Support Small, Shop Local.
Recognition for supporting small businesses and buying local has been growing as the need of the hour. As consumers, we have so much power to develop and support our local community – economically and socially. The “Make In India “campaign by Prime Minister Modi has urged Indians to Go Local & Buy Indian Products! The Covid-19 pandemic has spread across the world, and in an attempt to curb it, nations have imposed lockdowns for travel and import & export of numerous goods and resources to an enormous scale. Now more than ever, we need to support our local businesses and our country to become a self-reliant economy.
As Michael Shuman (The author of Going Local-Creating self-reliant communities in a global age) stated,
“Going local does not mean walling off the outside world. It means nurturing locally owned businesses that use local resources sustainably, employ local workers at decent wages, and serve local consumers. It means becoming more self-sufficient and less dependent on imports. Control moves from the boardrooms of distant corporations and back into the community where it belongs.” (Shuman 2000)
When you support small local businesses, you support a small dream and their brand, created from a passion rooted in their home culture, skills, and interests. For instance, when you shop at the local farmer’s market, you support the market and the local farmers who work hard to support their families. These farmers provide us with fresh produce compared to the global agribusiness giants. The latter is starting to dominate the food production sector, leaving hundreds of farmers in debt with a lack of livelihood.

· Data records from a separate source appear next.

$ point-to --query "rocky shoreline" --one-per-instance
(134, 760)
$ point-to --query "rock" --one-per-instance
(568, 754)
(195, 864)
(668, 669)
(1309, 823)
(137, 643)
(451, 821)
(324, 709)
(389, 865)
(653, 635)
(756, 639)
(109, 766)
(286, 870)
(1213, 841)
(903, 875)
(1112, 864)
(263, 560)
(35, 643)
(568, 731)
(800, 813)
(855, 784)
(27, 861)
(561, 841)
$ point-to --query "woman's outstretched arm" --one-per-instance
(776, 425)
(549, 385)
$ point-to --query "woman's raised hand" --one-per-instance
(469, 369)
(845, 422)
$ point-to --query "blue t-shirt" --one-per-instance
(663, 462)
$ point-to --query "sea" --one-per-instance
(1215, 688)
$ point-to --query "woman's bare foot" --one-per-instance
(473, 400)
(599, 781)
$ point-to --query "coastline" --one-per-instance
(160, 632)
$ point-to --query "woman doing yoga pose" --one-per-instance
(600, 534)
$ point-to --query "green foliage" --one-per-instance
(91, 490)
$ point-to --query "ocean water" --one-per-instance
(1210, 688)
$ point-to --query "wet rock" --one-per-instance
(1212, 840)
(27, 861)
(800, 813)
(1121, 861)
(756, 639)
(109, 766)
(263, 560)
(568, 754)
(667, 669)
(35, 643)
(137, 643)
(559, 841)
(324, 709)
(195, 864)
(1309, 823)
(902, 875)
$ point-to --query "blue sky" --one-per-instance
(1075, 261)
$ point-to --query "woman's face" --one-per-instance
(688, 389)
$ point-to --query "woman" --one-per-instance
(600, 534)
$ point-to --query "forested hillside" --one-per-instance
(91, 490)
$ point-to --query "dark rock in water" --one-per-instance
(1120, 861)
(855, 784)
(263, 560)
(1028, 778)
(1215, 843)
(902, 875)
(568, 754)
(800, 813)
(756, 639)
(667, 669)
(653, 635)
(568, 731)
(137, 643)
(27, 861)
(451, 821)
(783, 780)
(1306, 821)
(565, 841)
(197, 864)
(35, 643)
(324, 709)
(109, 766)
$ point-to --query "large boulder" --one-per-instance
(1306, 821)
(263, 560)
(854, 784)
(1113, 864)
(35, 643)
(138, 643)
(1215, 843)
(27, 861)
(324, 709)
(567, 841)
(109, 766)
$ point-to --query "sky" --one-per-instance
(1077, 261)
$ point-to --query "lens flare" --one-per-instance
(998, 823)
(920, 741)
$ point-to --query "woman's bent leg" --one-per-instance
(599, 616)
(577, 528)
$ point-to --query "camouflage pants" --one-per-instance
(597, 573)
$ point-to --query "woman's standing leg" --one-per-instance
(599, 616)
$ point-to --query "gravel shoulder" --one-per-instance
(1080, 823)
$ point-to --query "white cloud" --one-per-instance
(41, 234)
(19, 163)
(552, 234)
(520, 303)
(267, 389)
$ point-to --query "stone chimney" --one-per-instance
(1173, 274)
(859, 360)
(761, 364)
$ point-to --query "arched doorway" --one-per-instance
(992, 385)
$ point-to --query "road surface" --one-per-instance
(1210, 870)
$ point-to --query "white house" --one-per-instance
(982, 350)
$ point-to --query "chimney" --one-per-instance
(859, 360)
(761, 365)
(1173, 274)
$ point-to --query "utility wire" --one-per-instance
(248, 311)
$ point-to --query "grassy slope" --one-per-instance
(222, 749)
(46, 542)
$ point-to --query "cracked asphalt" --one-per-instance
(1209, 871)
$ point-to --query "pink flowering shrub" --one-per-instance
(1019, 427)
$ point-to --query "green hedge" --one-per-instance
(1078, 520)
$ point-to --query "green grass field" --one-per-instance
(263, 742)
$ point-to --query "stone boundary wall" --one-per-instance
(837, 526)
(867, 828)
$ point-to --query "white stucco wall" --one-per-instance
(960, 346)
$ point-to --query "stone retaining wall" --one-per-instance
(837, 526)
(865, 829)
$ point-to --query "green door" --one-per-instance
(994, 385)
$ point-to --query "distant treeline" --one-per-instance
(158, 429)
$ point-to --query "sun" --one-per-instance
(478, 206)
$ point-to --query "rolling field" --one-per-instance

Small local businesses keep a community thriving, alive and add to the locality’s unique character, unlike global business corporations that are less personal and cater to a broad customer pool. Always innovating and reinventing the brand or the service is more comfortable and more adaptable for a small local brand than a global brand. They are better tailored to local consumer needs. Relationships with their customers are more intimate, treasured, long-standing, and responsive. For a local business, you are a valued individual, not a consumer statistic.
Doing business locally and spending on small local businesses as a consumer plays a vital role in supporting and growing the local communities. Money spent locally, which is then re-spent locally, leads to this recirculation pattern, stimulating the local economy. Creating local jobs, partnering with local suppliers and vendors, using local resources, and lower production costs are parts of the machinery that drive the economy.
Buying local is also one of the best ways to decrease your carbon footprint. The benefit of local purchases for resources by small businesses requires less transportation in the overall production chain, reducing the number of packaging materials used during transport and, therefore, less waste. Less fuel consumption and emissions are a few of the numerous ways they help reduce the environmental impact.
Glocalization’s idea has roots that appeared first in the late 1980s in Japanese economists’ article in Harvard Business Review as a preeminent business strategy in Japan. The word in Japanese is Dochakuka meaning global localization. (From Globalization to Glocalization: An Indian Perspective. Kirti (2019).
It’s how Starbucks has introduced drinks like Chai Tea Latte, McDonald’s has numerous vegetarian options like McAloo Tikki suitable for Indians, and how Nokia offers dust-resistant keypad phones to those in rural areas. Even global companies recognize the value of local businesses and implement regional aspects of a community in their brand as a part of their business strategy. The understanding that different communities and cultures have diverse requirements gives small local businesses a definite edge over global corporations.
The lure of global brands over local ones has been prevalent for various reasons, which may be greater confidence in the quality, a particular public image, socially fit in among the current trends, brand fanaticism, appeasing advertising, marketing strategies, and so on. Consumer loyalty bias in India towards a foreign brand has always taken precedence in their decision making. But with the rise of campaigns like Vocal About Local, driving India towards an independent nation, and the emergence of relying on local brands due to the Covid-19 pandemic, the consumer perception is moving towards a trusted positive change in support of small local businesses. The saying is true – When you go local, you grow local!